The legs of an isosceles triangle measures 2x^4+2x-1 units. The perimeter of the triangle is 5x^4-2x^3+x-3 units. Write a polynomial that represents the measure of the base of the triangle.
the answer is 46
I don't know how you actually found a value :/
2x^4 + 2x -1 add 2x^4 + 2x-1 because these are two legs of the triangle.
4x^4 + 4x -2
Now subtract this from the perimeter to get the length of the base. Actually with signed numbers, we don't subtract, we add the opposite.
5x^4-2x^3 + x - 3
+ -4x^4 -4x +2
x^4 -2x^3 -3x -1 This is the answer.
It is not possible to come up with a 46
To find the measure of the base of the isosceles triangle, we need to first understand that an isosceles triangle has two equal sides. Let's assume that both legs of the triangle measure 2x^4+2x-1 units. We can represent the length of the base of the triangle as "b."

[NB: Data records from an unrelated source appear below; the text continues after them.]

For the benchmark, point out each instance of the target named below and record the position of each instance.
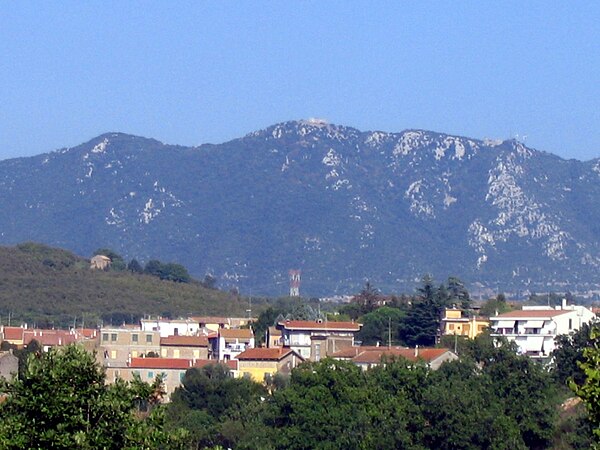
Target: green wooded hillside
(51, 286)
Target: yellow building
(453, 323)
(260, 363)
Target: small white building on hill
(535, 328)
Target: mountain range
(341, 205)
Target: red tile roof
(314, 325)
(88, 332)
(209, 319)
(51, 338)
(13, 333)
(232, 363)
(160, 363)
(351, 352)
(374, 356)
(264, 354)
(240, 333)
(533, 313)
(185, 341)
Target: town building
(456, 323)
(314, 340)
(193, 347)
(262, 363)
(534, 328)
(100, 262)
(231, 342)
(119, 345)
(171, 327)
(369, 356)
(171, 369)
(274, 337)
(9, 365)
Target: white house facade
(535, 328)
(172, 327)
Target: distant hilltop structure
(100, 262)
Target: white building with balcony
(171, 327)
(317, 339)
(535, 328)
(232, 342)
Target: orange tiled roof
(232, 363)
(264, 354)
(160, 363)
(209, 319)
(374, 356)
(238, 333)
(13, 333)
(314, 325)
(534, 313)
(351, 352)
(185, 341)
(88, 332)
(50, 338)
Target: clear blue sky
(196, 72)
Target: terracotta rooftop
(533, 313)
(273, 331)
(13, 333)
(232, 363)
(239, 333)
(185, 341)
(264, 354)
(160, 363)
(210, 319)
(351, 352)
(424, 354)
(314, 325)
(50, 338)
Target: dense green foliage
(211, 406)
(53, 287)
(569, 355)
(381, 326)
(62, 402)
(492, 398)
(167, 271)
(589, 391)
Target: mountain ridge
(342, 204)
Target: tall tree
(63, 402)
(458, 294)
(589, 392)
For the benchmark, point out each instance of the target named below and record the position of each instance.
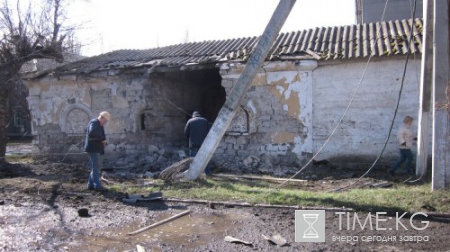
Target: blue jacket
(95, 134)
(196, 130)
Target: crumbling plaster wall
(278, 109)
(61, 108)
(361, 135)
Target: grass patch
(399, 198)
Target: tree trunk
(4, 114)
(7, 82)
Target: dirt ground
(39, 205)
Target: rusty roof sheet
(325, 43)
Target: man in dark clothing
(196, 130)
(95, 146)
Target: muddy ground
(39, 205)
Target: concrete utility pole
(236, 96)
(426, 88)
(441, 93)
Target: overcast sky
(143, 24)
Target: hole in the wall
(174, 96)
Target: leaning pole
(236, 96)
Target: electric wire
(395, 111)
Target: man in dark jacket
(196, 130)
(95, 146)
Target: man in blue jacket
(196, 130)
(95, 146)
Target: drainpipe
(236, 96)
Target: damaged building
(342, 82)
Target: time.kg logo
(309, 225)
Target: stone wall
(368, 98)
(284, 120)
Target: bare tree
(28, 31)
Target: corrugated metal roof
(326, 43)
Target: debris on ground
(160, 223)
(275, 239)
(236, 240)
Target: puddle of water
(189, 231)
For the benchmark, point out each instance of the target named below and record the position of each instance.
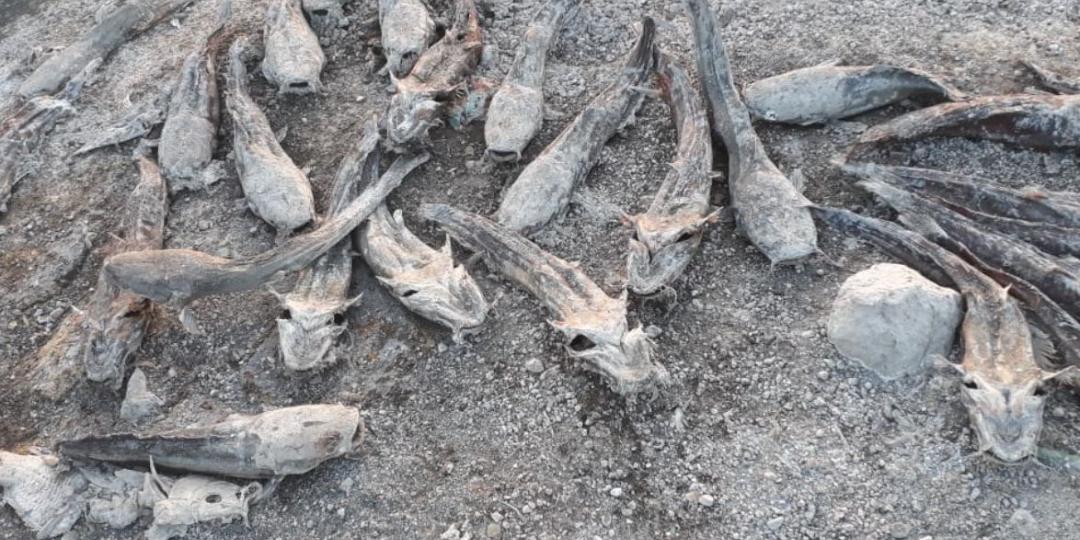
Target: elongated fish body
(593, 323)
(424, 280)
(980, 194)
(177, 277)
(667, 234)
(308, 334)
(1053, 80)
(120, 25)
(516, 110)
(407, 29)
(277, 443)
(821, 94)
(1002, 385)
(1013, 256)
(440, 78)
(1042, 122)
(188, 138)
(769, 210)
(116, 320)
(277, 190)
(544, 187)
(294, 59)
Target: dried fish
(407, 29)
(188, 138)
(310, 325)
(277, 190)
(440, 78)
(294, 59)
(1053, 81)
(1042, 122)
(177, 277)
(1003, 387)
(820, 94)
(117, 321)
(769, 210)
(593, 323)
(424, 280)
(544, 187)
(277, 443)
(667, 234)
(516, 110)
(120, 25)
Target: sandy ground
(782, 437)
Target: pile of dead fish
(993, 243)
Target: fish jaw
(513, 119)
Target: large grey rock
(891, 320)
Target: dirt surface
(774, 436)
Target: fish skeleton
(308, 332)
(277, 190)
(545, 186)
(116, 320)
(407, 29)
(439, 79)
(516, 110)
(177, 277)
(593, 323)
(422, 279)
(820, 94)
(1003, 388)
(294, 59)
(667, 234)
(768, 207)
(277, 443)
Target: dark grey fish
(820, 94)
(516, 110)
(769, 210)
(667, 234)
(544, 187)
(277, 443)
(593, 323)
(1002, 383)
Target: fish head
(661, 247)
(608, 348)
(1007, 415)
(410, 116)
(444, 294)
(513, 118)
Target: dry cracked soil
(773, 435)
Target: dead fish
(177, 277)
(120, 25)
(1003, 387)
(1052, 80)
(979, 194)
(407, 29)
(1013, 256)
(516, 110)
(117, 321)
(277, 190)
(769, 210)
(440, 77)
(188, 138)
(311, 323)
(667, 234)
(820, 94)
(1042, 122)
(275, 443)
(294, 59)
(424, 280)
(544, 187)
(593, 323)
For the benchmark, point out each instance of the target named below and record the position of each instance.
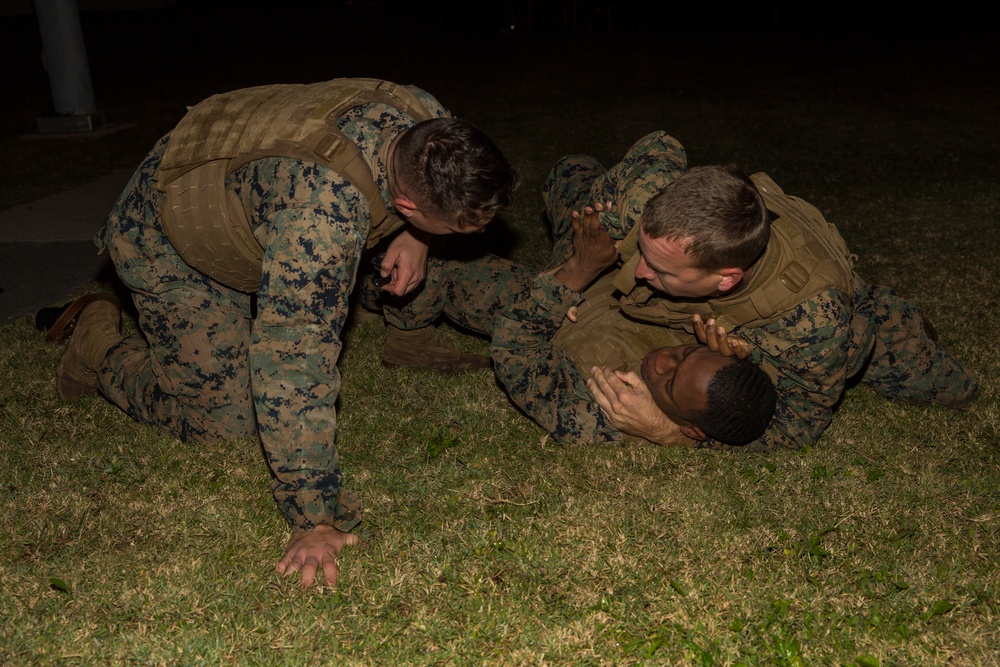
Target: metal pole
(65, 59)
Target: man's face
(666, 266)
(678, 379)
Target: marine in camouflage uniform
(812, 348)
(216, 362)
(541, 359)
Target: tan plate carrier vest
(805, 257)
(205, 223)
(602, 336)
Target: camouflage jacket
(543, 360)
(651, 163)
(539, 376)
(312, 240)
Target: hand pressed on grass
(310, 551)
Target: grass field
(485, 543)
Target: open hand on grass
(310, 551)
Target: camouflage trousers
(567, 188)
(207, 367)
(905, 362)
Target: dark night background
(481, 59)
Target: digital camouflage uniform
(541, 359)
(205, 369)
(809, 350)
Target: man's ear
(730, 279)
(693, 432)
(404, 206)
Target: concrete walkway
(47, 250)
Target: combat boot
(425, 348)
(98, 327)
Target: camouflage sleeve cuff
(552, 298)
(306, 509)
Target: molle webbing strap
(207, 226)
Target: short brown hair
(455, 171)
(718, 210)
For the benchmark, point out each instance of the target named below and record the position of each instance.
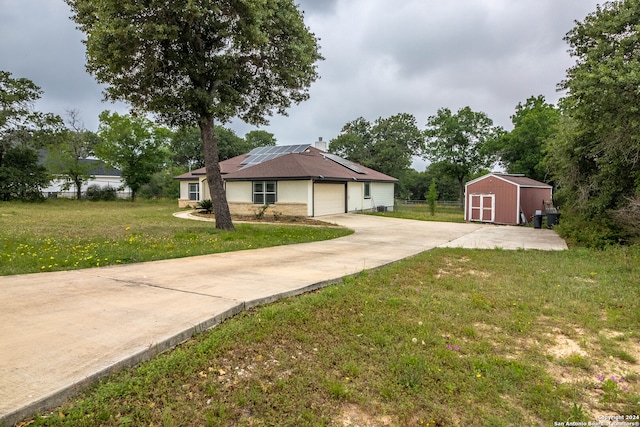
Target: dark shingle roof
(310, 164)
(522, 180)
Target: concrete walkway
(61, 331)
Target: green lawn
(69, 234)
(420, 211)
(449, 337)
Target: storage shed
(505, 198)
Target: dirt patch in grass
(576, 357)
(355, 416)
(270, 219)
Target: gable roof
(96, 166)
(309, 164)
(516, 179)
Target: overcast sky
(382, 57)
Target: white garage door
(328, 199)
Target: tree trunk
(214, 178)
(78, 183)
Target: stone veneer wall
(239, 208)
(285, 209)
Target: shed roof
(310, 164)
(516, 179)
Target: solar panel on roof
(344, 162)
(263, 154)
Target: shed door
(482, 207)
(328, 199)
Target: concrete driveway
(61, 331)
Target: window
(194, 191)
(367, 190)
(264, 192)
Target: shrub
(596, 233)
(206, 206)
(95, 193)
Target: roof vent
(321, 145)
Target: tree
(457, 142)
(68, 155)
(193, 62)
(259, 138)
(133, 145)
(432, 197)
(186, 148)
(387, 145)
(21, 176)
(523, 149)
(19, 123)
(22, 130)
(596, 156)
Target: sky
(382, 57)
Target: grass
(420, 211)
(449, 337)
(68, 234)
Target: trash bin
(553, 218)
(537, 219)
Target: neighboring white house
(101, 175)
(297, 180)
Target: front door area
(482, 207)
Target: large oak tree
(456, 141)
(195, 61)
(596, 155)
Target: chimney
(321, 145)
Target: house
(101, 175)
(505, 198)
(295, 180)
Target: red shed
(504, 198)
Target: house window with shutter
(194, 191)
(367, 190)
(264, 192)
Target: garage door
(482, 207)
(328, 199)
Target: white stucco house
(296, 180)
(101, 176)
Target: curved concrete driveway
(60, 331)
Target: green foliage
(432, 197)
(457, 142)
(67, 154)
(19, 124)
(16, 97)
(133, 145)
(387, 145)
(523, 149)
(97, 193)
(21, 176)
(595, 157)
(162, 184)
(579, 230)
(186, 148)
(191, 63)
(206, 205)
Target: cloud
(383, 57)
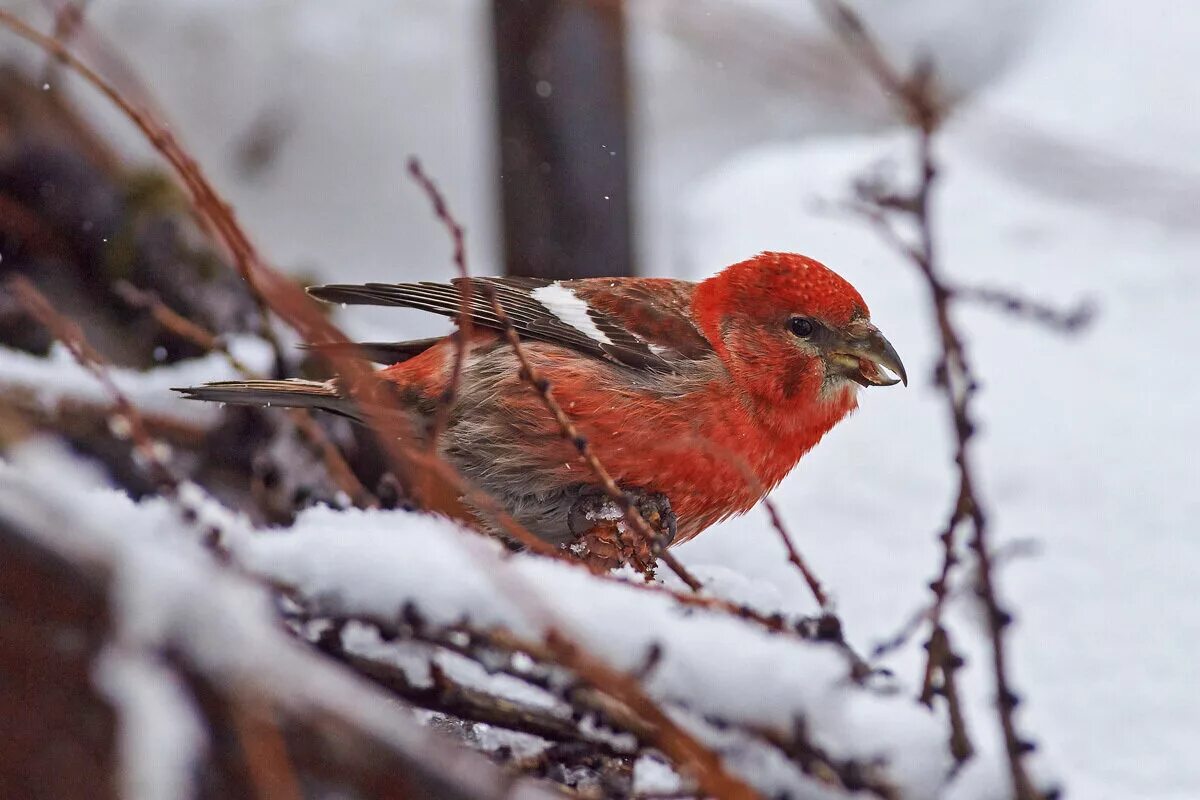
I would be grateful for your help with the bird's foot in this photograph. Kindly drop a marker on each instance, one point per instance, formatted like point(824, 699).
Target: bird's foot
point(605, 540)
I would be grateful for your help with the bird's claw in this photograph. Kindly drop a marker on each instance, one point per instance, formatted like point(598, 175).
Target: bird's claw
point(605, 540)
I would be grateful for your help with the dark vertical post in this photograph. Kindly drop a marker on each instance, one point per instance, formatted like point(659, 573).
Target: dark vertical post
point(564, 160)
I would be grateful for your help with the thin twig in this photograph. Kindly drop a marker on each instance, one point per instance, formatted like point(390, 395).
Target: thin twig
point(335, 463)
point(1071, 320)
point(916, 100)
point(462, 340)
point(127, 422)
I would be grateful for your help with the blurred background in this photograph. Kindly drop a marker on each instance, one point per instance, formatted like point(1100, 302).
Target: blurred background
point(673, 137)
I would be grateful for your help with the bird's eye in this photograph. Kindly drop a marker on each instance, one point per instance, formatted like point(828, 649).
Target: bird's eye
point(801, 326)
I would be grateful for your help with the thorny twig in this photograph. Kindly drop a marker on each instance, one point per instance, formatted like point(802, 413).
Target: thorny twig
point(793, 554)
point(431, 482)
point(462, 338)
point(127, 422)
point(916, 98)
point(1065, 322)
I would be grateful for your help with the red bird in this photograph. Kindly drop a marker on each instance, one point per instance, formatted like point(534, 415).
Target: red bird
point(706, 394)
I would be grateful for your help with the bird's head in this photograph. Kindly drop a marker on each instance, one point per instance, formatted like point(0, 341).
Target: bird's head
point(793, 332)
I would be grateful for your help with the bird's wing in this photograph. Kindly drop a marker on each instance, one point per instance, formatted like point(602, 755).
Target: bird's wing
point(641, 323)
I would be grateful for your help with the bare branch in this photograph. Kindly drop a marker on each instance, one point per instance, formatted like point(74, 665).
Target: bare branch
point(462, 340)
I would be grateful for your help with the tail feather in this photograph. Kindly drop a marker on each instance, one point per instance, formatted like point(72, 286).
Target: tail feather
point(287, 394)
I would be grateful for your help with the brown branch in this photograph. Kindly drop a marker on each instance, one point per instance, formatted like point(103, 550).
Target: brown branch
point(916, 98)
point(127, 419)
point(447, 696)
point(1071, 320)
point(793, 554)
point(462, 340)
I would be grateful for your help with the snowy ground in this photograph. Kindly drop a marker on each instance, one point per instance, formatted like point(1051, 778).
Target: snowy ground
point(1087, 441)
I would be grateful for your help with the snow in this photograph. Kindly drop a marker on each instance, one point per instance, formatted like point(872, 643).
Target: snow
point(59, 378)
point(169, 594)
point(162, 739)
point(373, 563)
point(1069, 172)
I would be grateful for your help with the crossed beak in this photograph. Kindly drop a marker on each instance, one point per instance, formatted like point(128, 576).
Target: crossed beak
point(870, 360)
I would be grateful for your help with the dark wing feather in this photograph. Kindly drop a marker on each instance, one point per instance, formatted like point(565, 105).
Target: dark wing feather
point(534, 320)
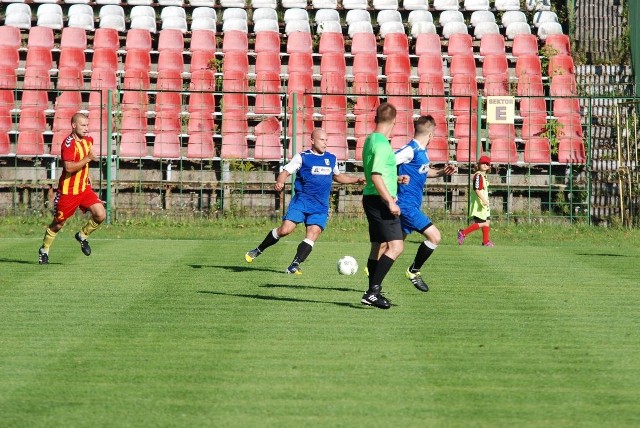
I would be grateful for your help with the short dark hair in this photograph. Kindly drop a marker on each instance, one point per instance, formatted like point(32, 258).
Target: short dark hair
point(424, 125)
point(385, 113)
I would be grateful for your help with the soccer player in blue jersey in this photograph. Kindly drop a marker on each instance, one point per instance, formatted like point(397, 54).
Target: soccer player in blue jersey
point(316, 170)
point(413, 160)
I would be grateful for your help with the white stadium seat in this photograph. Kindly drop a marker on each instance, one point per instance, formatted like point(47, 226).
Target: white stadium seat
point(516, 28)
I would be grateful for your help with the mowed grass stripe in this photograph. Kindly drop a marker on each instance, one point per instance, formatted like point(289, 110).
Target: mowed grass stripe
point(209, 340)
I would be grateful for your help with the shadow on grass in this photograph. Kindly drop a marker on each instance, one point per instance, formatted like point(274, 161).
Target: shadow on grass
point(602, 255)
point(283, 299)
point(21, 262)
point(310, 287)
point(239, 268)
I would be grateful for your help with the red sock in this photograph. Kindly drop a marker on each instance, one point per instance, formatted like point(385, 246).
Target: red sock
point(485, 234)
point(471, 228)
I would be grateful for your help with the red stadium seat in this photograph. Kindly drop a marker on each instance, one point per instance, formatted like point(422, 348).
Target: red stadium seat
point(108, 38)
point(137, 59)
point(235, 41)
point(395, 43)
point(397, 64)
point(200, 60)
point(234, 146)
point(524, 44)
point(533, 106)
point(133, 144)
point(570, 126)
point(460, 44)
point(30, 143)
point(571, 150)
point(200, 146)
point(430, 64)
point(428, 43)
point(203, 40)
point(561, 64)
point(495, 64)
point(72, 58)
point(502, 131)
point(170, 60)
point(105, 58)
point(331, 43)
point(299, 41)
point(69, 78)
point(558, 42)
point(504, 151)
point(333, 62)
point(365, 63)
point(365, 87)
point(9, 57)
point(171, 39)
point(492, 44)
point(463, 64)
point(73, 37)
point(10, 37)
point(268, 145)
point(138, 39)
point(530, 85)
point(537, 151)
point(267, 41)
point(166, 145)
point(235, 61)
point(39, 57)
point(496, 85)
point(566, 106)
point(364, 43)
point(533, 126)
point(528, 64)
point(563, 85)
point(40, 37)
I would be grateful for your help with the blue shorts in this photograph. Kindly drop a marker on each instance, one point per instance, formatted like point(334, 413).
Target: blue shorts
point(307, 213)
point(413, 219)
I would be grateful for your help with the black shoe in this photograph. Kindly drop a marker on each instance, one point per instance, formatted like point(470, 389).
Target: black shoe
point(43, 258)
point(373, 298)
point(84, 245)
point(416, 280)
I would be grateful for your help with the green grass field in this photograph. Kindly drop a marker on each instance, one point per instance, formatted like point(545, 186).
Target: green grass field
point(169, 326)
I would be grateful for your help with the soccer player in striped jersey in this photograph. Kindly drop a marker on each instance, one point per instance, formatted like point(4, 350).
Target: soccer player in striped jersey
point(413, 160)
point(316, 170)
point(480, 209)
point(74, 188)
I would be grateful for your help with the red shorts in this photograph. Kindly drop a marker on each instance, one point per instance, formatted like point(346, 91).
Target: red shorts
point(65, 206)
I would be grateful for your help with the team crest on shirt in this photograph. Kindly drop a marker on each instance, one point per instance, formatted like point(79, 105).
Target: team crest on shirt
point(321, 170)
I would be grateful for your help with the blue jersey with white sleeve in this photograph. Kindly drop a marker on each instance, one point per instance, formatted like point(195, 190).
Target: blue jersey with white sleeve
point(314, 178)
point(412, 160)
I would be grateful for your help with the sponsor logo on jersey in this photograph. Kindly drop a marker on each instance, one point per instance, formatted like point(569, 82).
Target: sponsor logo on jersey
point(321, 170)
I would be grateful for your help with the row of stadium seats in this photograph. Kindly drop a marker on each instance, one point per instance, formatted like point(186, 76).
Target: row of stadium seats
point(471, 5)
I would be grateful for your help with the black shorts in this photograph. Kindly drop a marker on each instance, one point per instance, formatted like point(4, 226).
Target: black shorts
point(383, 226)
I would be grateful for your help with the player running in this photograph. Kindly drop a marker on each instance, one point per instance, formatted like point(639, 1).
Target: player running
point(74, 188)
point(316, 170)
point(413, 160)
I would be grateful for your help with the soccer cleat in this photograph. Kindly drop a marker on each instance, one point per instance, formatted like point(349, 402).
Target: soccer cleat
point(373, 298)
point(251, 255)
point(294, 269)
point(461, 237)
point(84, 245)
point(416, 280)
point(43, 258)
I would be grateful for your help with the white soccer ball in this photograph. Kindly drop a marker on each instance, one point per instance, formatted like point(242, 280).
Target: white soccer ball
point(347, 265)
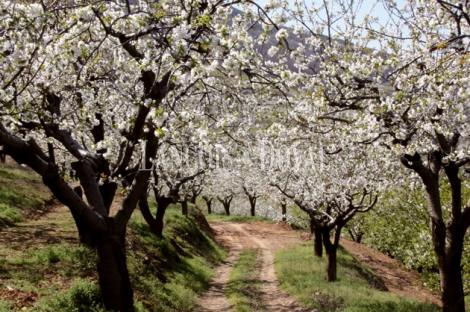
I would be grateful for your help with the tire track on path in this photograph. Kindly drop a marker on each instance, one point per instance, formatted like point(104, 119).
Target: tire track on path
point(265, 238)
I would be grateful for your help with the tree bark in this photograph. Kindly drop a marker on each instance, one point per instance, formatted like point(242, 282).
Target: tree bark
point(452, 286)
point(184, 207)
point(331, 254)
point(331, 268)
point(162, 205)
point(85, 232)
point(116, 289)
point(227, 208)
point(284, 211)
point(252, 205)
point(208, 201)
point(317, 240)
point(155, 224)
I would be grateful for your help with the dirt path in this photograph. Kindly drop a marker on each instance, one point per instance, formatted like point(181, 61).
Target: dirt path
point(266, 239)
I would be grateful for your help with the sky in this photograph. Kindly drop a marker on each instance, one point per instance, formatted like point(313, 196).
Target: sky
point(379, 10)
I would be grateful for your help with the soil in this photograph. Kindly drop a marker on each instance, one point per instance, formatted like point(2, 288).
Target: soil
point(267, 239)
point(236, 237)
point(397, 278)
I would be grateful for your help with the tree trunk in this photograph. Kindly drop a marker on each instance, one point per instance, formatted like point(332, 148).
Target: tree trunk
point(317, 240)
point(452, 288)
point(85, 232)
point(208, 201)
point(331, 248)
point(252, 206)
point(284, 211)
point(114, 281)
point(331, 265)
point(162, 205)
point(184, 207)
point(450, 272)
point(227, 208)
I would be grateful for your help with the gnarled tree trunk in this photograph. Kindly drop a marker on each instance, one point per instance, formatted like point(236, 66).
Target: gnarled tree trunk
point(155, 223)
point(184, 207)
point(284, 210)
point(116, 289)
point(252, 205)
point(317, 239)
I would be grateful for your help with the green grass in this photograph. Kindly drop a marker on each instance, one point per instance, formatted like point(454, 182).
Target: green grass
point(304, 276)
point(167, 274)
point(243, 285)
point(20, 191)
point(236, 218)
point(175, 269)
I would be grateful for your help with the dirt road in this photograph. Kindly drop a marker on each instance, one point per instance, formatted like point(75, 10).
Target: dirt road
point(266, 239)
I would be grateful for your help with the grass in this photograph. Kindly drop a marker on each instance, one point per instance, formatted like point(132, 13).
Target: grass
point(236, 218)
point(243, 285)
point(167, 274)
point(175, 269)
point(20, 191)
point(304, 276)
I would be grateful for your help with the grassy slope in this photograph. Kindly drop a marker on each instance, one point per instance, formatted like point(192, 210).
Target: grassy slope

Given that the perimeter of the triangle is 5x^4-2x^3+x-3 units, we can write an equation for the perimeter using the lengths of the triangle's sides:
Perimeter = Length of Leg 1 + Length of Leg 2 + Length of Base
Using the equation, we have:
5x^4-2x^3+x-3 = (2x^4+2x-1) + (2x^4+2x-1) + b
Since the triangle is isosceles, the sum of the lengths of the legs will be twice the length of one leg:
5x^4-2x^3+x-3 = 2(2x^4+2x-1) + b
Now, we can simplify the equation:
5x^4-2x^3+x-3 = 4x^4+4x-2 + b
Combining like terms, we get:
x^4-2x^3+x-1 = b
Therefore, the polynomial that represents the measure of the base of the isosceles triangle is x^4-2x^3+x-1 units.